Earlier this month, Downing Street said ministers were trying to secure a "significant additional supply" of vaccines so the uptake in "at-risk" groups could be increased and more people could be made eligible for a free injection.
How do you get the vaccine?
The flu vaccine is usually offered for free to these groups by the NHS but you don't need to get it at a GP's surgery.
In past years, you could have your NHS flu vaccine at your GP surgery, a local pharmacy offering the service, or a midwifery service for those who are pregnant.
Some community pharmacies offer flu vaccination to adults (but not children) at risk of flu, including pregnant women, people aged 65 and over, people with long-term health conditions and carers.
If you have your flu vaccine at a pharmacy, you do not have to inform a GP. It's up to the pharmacist to do that.
You can find more information about getting the flu vaccine here.

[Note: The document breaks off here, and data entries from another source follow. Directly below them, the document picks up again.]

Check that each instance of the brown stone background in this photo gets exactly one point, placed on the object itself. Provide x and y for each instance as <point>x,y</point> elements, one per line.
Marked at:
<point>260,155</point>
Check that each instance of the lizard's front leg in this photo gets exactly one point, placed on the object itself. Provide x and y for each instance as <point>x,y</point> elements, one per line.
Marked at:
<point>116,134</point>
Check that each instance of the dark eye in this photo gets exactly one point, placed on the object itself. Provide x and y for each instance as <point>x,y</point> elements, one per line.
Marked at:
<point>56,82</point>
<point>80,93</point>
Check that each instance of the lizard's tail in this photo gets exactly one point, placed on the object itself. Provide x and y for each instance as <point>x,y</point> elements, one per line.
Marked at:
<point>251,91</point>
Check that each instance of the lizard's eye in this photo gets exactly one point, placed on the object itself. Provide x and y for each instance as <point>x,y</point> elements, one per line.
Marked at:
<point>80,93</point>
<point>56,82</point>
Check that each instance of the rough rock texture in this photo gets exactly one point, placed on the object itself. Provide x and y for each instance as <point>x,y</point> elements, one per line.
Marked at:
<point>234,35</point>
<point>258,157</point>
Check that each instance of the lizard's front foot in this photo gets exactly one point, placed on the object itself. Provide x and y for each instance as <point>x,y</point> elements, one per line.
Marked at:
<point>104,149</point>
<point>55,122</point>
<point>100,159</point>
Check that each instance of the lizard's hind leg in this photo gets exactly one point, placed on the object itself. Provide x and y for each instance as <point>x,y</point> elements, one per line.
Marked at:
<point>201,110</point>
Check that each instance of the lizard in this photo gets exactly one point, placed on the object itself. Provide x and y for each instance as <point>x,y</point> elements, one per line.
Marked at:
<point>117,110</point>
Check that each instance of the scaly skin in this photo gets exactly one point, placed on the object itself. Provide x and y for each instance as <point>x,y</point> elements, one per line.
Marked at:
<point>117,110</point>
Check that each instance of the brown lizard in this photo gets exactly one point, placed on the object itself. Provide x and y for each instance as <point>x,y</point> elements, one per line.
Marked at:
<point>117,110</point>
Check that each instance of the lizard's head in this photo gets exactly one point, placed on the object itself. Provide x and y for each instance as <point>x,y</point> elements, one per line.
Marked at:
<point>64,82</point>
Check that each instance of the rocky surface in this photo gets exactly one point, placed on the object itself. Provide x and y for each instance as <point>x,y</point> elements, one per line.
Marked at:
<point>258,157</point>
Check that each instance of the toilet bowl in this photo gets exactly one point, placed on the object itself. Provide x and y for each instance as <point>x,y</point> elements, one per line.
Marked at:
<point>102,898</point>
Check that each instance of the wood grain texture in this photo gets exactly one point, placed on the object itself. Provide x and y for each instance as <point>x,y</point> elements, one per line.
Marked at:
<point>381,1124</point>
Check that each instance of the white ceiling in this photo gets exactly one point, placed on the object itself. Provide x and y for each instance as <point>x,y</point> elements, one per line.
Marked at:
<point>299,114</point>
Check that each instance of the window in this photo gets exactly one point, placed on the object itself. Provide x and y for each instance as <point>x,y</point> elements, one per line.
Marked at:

When will a coronavirus vaccine be ready?
Many of the groups at risk from flu are also particularly vulnerable to Covid-19 such as the elderly, and those who are immunosupressed.
Governments around the world are desperate to find a vaccine for the virus, but trials are still ongoing.
Mr Hancock said the Government was also working on setting up a coronavirus vaccination programme, should a successful vaccine be found.
He said: "We are working hard on a combination of the Covid vaccination programme, should a vaccination work, and of course the biggest flu vaccination programme in history.
"We are working now on how a Covid vaccine roll-out would work."
Previously, Mr Hancock outlined some of the groups who could get a vaccine.
He said in June: "We will be guided by the clinical science and they recommend priority vaccination for two groups: frontline health and social care workers and those at increased risk of serious disease and death from coronavirus."
That would include the over-50s and those with heart and kidney disease, as well as other groups that might be vulnerable.